Azure Traffic Manager
The Azure Traffic Manager provides global traffic routing to destinations both in Azure and elsewhere. It works through the dynamic mapping of short-lived DNS entries to actual IP addresses. Once a Traffic Manager profile is configured it provides a DNS name, such as mydomain.trafficmanager.net, to the application which is mapped dynamically to an appropriate DNS entry for the actual cloud service to be used. The Azure Traffic Manager can be used with to route traffic to websites outside Azure.
Traffic Manager provides the following load-balancing choices:
- Round Robin
The Performance choice indicates that the application is deployed as distinct cloud services in multiple geographic locations, such as every Azure region, and that the user accessing the application should be automatically redirected to the cloud service with the lowest latency. Internally, Traffic Manager is provided with latency tables for different routes across the internet and uses these tables in choosing where to route the user.

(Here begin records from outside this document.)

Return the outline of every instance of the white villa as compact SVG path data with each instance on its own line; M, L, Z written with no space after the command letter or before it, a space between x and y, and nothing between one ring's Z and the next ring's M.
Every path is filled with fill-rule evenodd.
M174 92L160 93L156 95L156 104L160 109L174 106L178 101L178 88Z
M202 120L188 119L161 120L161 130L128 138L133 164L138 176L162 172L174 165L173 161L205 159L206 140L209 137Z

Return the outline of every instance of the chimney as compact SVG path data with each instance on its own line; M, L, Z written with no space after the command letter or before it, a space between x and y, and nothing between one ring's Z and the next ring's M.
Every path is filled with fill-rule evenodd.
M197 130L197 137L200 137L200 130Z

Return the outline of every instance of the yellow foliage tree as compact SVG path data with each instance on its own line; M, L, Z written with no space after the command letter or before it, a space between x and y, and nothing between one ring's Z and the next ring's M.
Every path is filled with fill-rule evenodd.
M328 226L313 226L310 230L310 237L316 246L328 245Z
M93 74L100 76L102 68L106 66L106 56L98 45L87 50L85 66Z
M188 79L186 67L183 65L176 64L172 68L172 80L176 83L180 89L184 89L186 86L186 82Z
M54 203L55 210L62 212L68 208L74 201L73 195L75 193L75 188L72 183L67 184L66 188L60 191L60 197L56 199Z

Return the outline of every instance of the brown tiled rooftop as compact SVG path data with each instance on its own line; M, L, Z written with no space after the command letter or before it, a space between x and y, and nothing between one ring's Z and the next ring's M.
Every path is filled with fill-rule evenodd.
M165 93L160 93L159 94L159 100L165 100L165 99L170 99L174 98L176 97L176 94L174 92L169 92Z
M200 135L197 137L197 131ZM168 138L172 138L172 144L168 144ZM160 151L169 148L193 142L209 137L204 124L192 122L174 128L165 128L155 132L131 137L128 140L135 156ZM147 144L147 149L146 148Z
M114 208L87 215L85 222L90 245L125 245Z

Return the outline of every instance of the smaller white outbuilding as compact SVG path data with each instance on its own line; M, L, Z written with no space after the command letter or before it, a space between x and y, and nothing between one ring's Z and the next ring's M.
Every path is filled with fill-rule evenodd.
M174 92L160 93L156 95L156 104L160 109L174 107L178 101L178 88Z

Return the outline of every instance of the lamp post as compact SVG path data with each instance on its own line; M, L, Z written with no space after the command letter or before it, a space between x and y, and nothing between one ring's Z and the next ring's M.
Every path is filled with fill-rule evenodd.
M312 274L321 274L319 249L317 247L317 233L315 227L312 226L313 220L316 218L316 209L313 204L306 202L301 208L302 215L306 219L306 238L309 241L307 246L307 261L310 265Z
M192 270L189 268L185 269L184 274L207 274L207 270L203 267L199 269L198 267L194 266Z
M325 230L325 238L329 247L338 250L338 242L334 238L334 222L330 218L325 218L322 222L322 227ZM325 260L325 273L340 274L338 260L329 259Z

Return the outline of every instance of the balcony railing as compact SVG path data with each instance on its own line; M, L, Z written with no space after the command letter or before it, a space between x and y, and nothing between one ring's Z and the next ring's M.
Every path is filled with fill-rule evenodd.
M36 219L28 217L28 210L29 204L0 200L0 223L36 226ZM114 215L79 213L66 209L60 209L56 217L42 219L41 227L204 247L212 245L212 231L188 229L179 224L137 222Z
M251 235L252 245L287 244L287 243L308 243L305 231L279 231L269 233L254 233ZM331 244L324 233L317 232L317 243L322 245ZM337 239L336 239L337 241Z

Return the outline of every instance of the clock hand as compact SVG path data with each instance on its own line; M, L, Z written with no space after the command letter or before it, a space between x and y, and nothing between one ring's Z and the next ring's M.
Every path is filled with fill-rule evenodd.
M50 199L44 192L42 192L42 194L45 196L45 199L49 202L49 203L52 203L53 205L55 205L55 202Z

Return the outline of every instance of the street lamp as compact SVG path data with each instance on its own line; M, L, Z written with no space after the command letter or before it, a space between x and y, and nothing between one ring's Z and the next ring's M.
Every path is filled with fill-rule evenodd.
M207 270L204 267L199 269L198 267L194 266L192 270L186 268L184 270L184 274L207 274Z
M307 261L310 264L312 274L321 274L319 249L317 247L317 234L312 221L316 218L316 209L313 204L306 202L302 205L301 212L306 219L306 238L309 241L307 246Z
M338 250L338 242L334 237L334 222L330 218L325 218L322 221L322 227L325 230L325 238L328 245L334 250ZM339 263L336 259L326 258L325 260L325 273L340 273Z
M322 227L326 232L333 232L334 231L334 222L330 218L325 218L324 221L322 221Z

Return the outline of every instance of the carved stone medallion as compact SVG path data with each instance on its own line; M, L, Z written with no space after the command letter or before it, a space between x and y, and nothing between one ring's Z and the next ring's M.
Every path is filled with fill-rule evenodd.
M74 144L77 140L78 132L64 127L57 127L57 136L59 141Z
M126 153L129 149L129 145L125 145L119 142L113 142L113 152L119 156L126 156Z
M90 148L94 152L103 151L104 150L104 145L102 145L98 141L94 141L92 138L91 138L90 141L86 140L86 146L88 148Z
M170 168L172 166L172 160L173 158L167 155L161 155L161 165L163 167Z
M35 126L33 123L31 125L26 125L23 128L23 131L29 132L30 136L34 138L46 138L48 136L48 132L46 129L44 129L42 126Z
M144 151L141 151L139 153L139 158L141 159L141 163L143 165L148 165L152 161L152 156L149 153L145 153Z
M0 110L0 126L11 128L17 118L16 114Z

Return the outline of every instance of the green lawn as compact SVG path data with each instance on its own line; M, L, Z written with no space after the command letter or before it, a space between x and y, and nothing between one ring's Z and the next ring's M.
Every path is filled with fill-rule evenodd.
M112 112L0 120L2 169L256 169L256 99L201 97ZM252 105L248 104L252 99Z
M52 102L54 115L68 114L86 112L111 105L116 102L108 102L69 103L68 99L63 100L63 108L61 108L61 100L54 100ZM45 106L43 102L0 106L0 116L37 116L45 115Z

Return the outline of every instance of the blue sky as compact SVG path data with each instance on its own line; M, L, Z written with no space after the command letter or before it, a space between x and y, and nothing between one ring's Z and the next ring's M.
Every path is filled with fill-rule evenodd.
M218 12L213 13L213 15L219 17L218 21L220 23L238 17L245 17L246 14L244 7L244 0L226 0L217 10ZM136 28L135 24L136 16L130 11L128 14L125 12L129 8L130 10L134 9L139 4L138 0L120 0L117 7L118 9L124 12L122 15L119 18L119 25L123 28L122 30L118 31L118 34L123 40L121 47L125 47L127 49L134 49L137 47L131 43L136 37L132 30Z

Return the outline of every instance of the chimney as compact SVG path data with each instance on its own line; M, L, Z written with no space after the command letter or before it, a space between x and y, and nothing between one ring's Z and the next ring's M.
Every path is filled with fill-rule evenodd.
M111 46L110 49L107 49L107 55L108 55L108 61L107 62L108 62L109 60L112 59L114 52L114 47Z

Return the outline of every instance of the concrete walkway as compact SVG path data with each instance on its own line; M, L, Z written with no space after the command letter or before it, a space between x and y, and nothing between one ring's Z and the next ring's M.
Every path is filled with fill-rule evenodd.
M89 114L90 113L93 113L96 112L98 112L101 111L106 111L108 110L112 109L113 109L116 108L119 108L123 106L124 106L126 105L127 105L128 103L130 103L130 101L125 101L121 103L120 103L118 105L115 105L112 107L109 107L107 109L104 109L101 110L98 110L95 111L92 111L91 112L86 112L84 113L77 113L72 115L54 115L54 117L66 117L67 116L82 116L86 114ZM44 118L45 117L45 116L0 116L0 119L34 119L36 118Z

The Round Robin choice indicates that as new users should be allocated to the underlying cloud services in a round-robin manner.
The Failover choice indicates that there is a primary cloud service and one or more passive secondary cloud services. All traffic is sent to the primary cloud service and when it fails the traffic is sent to one of the configured secondary cloud service instead. The Traffic Manager detects the health of the underlying cloud service by performing a ping every 30 seconds against a configured URL hosted by the cloud service. If the Traffic Manager fails to receive a response more than twice it marks the cloud service as unhealthy and starts routing traffic to the secondary cloud service.
The new Regional VNET capability of Azure has allowed the provision of a wide variety of network services such as internal load balancers, instance-level public IP addresses, and VNET-to-VNET VPN capability. This post provided a brief summary of these features and described how they fit into the existing network capabilities of the Azure Platform.